No formal request for return of Native American skulls
Museum officials have not yet received a formal request for the return of the skulls of two Native American people taken from Newfoundland 200 years ago.
The National Museum of Scotland was contacted over the remains of a Beothuk chief and and his wife a year ago.
Campaigners claim they were taken from their graves and sent to a collector in Edinburgh in the 1820s.
The museum said it was "continuing a constructive dialogue" with the Canadian government.
Appropriate conditions
Despite an indication last year from the Canadian department of heritage minister Melanie Joly of an intention to formally request repatriation, it has noy been made.
The skulls, thought to belong to chief Nonosbasut and his wife Demasduit, are not on display in the Scottish museum.
It said they were stored in environmentally-appropriate conditions at its collection centre.
Native American campaigner Chief Mi'sel Joe, of the Miawpukek First Nation, has visited Edinburgh and been allowed to see the skulls, which he says were taken from a grave site near Cormack.
The chief has led calls for the return of the remains since 2015.
Nonosbasut is believed to have been killed by John Peyton Jr and his men in 1819.
His wife Demasduit was captured and for a time lived with a Church of England priest. She died of tuberculosis in 1820 and her body was recovered by her tribe and buried alongside her husband.
It is thought the tribe died out within a decade of her death.
Common humanity
The National Museum of Scotland said the pieces in its collection came to Scotland through the actions of William Epps Cormack.
He was born in Newfoundland and educated in Glasgow and Edinburgh.
A collection of 11 pieces were sent to Professor Robert Jameson of the University of Edinburgh and entered into its collections on 15 March 1828.
Six items were subsequently transferred into the permanent collections of the National Museums Scotland in the mid-nineteenth century.
In addition to the skulls, the museum also has a model birch bark canoe, two birch bark dishes, and a birch bark drinking cup which it is thought was part of the original collection.
Two years ago, SNP MSP Michael Russell asked a question in parliament about what discussions the Scottish government had with the National Museum of Scotland over the request to repatriate the remains.
Mr Russell said: "The keeping of skulls is surely not a 21st-century response to the common humanity that we share with these two individuals, who were the last recorded individuals of this tribe, which was wiped out probably because of environmental pressures on their hunting grounds, as well as by cultural pressures."
Culture Secretary Fiona Hyslop said the museum had met those wishing the Beothuk remains to be repatriated to Canada and it had explained the "established mechanism for making a formal repatriation request".

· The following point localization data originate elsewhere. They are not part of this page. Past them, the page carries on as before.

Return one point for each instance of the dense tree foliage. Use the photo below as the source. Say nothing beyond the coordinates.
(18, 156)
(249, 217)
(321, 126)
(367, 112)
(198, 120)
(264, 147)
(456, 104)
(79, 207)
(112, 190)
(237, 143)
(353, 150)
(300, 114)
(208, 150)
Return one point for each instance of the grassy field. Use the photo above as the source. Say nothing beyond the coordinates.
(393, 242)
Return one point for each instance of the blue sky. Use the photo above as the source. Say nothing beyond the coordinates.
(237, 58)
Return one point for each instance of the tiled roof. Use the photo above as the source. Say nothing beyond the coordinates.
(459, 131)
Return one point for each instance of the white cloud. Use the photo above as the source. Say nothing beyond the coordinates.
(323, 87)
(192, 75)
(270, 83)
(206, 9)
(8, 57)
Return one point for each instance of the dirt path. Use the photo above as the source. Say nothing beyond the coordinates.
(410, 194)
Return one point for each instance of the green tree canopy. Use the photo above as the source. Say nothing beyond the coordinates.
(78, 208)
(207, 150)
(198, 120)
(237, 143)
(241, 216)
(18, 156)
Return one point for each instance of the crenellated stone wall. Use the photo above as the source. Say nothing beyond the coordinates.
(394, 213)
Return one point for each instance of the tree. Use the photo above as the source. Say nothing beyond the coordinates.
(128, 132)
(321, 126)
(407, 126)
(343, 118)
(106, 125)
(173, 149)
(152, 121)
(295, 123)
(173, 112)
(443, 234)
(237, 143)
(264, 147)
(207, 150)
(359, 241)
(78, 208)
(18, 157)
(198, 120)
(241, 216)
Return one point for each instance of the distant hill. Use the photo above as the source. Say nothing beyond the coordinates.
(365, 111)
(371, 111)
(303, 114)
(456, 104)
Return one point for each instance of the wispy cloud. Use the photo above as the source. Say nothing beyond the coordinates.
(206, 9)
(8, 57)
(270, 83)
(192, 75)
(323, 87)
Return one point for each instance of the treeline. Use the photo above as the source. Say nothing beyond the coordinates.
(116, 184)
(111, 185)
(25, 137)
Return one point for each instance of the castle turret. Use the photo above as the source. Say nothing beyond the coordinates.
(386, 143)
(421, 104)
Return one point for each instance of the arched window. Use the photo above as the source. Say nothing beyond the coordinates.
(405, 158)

The formal procedure requires requests to be made by a national government, supported by a national museum and by a community with "direct genealogical descendant of the community whose remains are under claim".
For tribes like the Beothuk which have ceased to exist a claim can be made by a group that "continues to share the same culture (spiritual beliefs, cultural practices) attributed to the community whose remains are under claim".
Last year, councillors in the Borders returned a Maori war flag to New Zealand after an approach from the New Zealand museum and descendants of "key parties" involved in the battle.
The flag was taken by Crown forces from a Maori tribe during the Battle of Omaruhakeke in 1865.
The exact details of the flag's journey to the south of Scotland remain something of a mystery.
It was donated to Hawick Museum in 1921 by local artist Tom Scott.
In 1999, a relic believed to have been worn by a Sioux warrior killed in the 1890 Wounded Knee massacre was returned to its native land from Scotland.
The ghost dance shirt was officially handed back to descendants of the battle victims at a special ceremony in South Dakota.
The relic was displayed for more than a century in the Kelvingrove Art Gallery in Glasgow after George Crager, a member of Buffalo Bill's Wild West Show, gave it to the museum in 1891.